İlk başta 2007 yılında fırlatılması planlanan, fakat karşılaşılan sorunlar, yapılan geliştirme ve güncellemelerle fırlatışı yıllarca ertelenen …
İlk başta 2007 yılında fırlatılması planlanan, fakat karşılaşılan sorunlar, yapılan geliştirme ve güncellemelerle fırlatışı yıllarca ertelenen James Webb Uzay Teleskobu, 25 Aralık 2021’de uzaya fırlatılmıştı. Teleskobun ilk renkli görselleri de geçtiğimiz günlerde NASA tarafından paylaşılmıştı.
Peki James Webb Uzay Teleskobu, çektiği bu fotoğrafları Dünya’ya nasıl gönderdi? Teleskop, çektiği fotoğrafları göndermeden önce nerede depoladı? Gelin, pek çoğunuzu şaşırtma potansiyeli olan bu soruların cevaplarına bakalım.
Veriler nasıl gönderiliyor?
James Webb Uzay Teleskobu, beklentilerinizin aksine her anlamda son teknolojiyi barındırmıyor. Teleskop elbette bazı teknolojilerinde son ve hatta ilk kez kullanılan teknolojilere yer verse de, uzun süreli dayanıklılık ve güvenilirlik için sağlamlığı bilinen teknolojiler kulanılıyor.

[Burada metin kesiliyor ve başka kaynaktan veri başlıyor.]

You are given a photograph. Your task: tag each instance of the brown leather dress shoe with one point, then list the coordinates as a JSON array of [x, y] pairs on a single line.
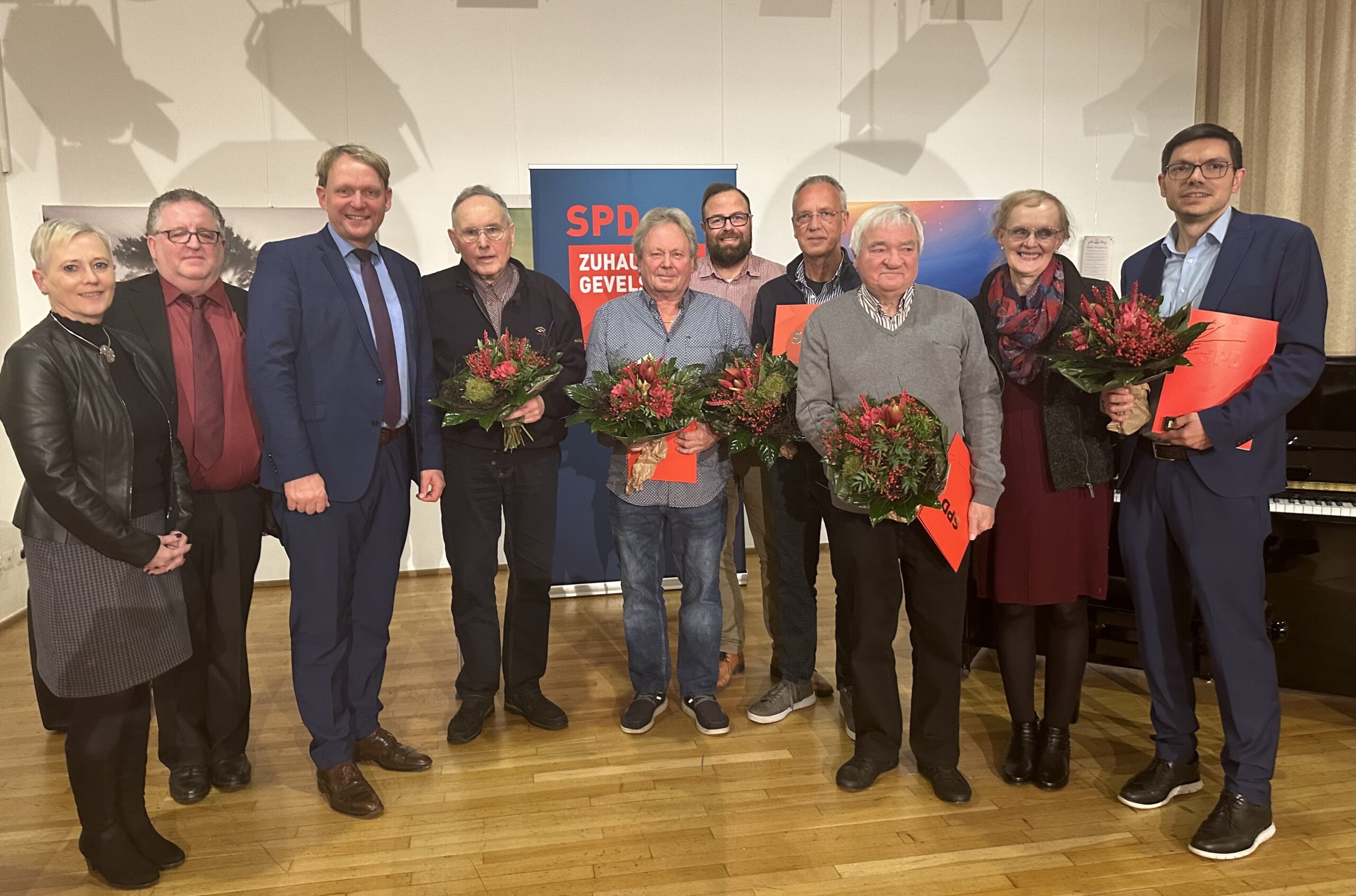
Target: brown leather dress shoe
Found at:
[[388, 752], [349, 792]]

Dünya’dan 1,5 milyon kilometre uzaklıkta bulunan Teleskop, çektiği fotoğrafları dünyaya ‘Ka bandı’ frekansları üzerinden gönderiyor. James Webb’in görev sistemleri mühendisi olan Michael Menzel’e göre teleskop, 25,9 gigahertzlik kanal üzerinden saniyede 28 megabayt veri gönderebiliyor.
Bu ana frekansın yanı sıra teleskop, S bandında iki kanaldan da veri gönderimi sağlıyor. Bu kanallardan biri 2,09 GHz iken kanal üzerinden saniyede 16 kilobit veri aktarımı sağlanabiliyor. İkinci kanal olan 2,27 GHz’lik kanal ise saniyede 40 kilobit veri gönderebiliyor. Bu kanal, genellikle teleskobun operasyonel durumu ve sistemlerin sağlığı gibi teleskobun durumu hakkında bilgilerin alınması için kullanılıyor.
James Webb Uzay Teleskobu, Parker Solar uzay aracı, Transiting Exoplanet Survey Anteni ve Voyager uzay araçları gibi pek çok aracın bağlı olduğu ‘Deep Space Network (DSN – Derin Uzay Ağı)’ ağına bağlı durumda. Bu ağ, dünya çapında üç noktaya yerleştirilmiş anten ile canlı tutuluyor: Avustralya, İspanya ve Kaliforniya.
Tabii Teleskop 7/24 Dünya’ya bağlı durumda değil, peki elde ettiği verileri Dünya’ya göndermeden nerede depoluyor?
Paylaşılan bilgilere göre James Webb, pek çoğunuzu şaşırtacak şekilde yalnızca 68 GB’lık bir SSD’ye yer veriyor. Bu depolama alanının %3’ü mühendislik ve telemetri verilerine ayrılıyor. Bunun dışında toplam depolama alanının uzaydaki radyasyonun verdiği zarar nedeniyle önümüzdeki 10 yıl içinde 60 GB’a düşmesi bekleniyor.
Elbette uzayın derinliklerinden elde edilen veriler, 68 GB’lık SSD içinde uzun süreli kalmıyor. Zira depolama alanı yalnızca 24 saat içinde elde edilen verileri depolayabilecek büyüklükte. James Webb Uzay Teleskobu ise gün içinde belirlenen aralıklarda elde ettiği veriyi Dünya’ya aktarıyor ve depolama alanından siliyor.
James Webb Uzay Teleskobu, günde 57 GB’lık veri elde edebilirken Hubble’da bu değer sadece 2 GB idi.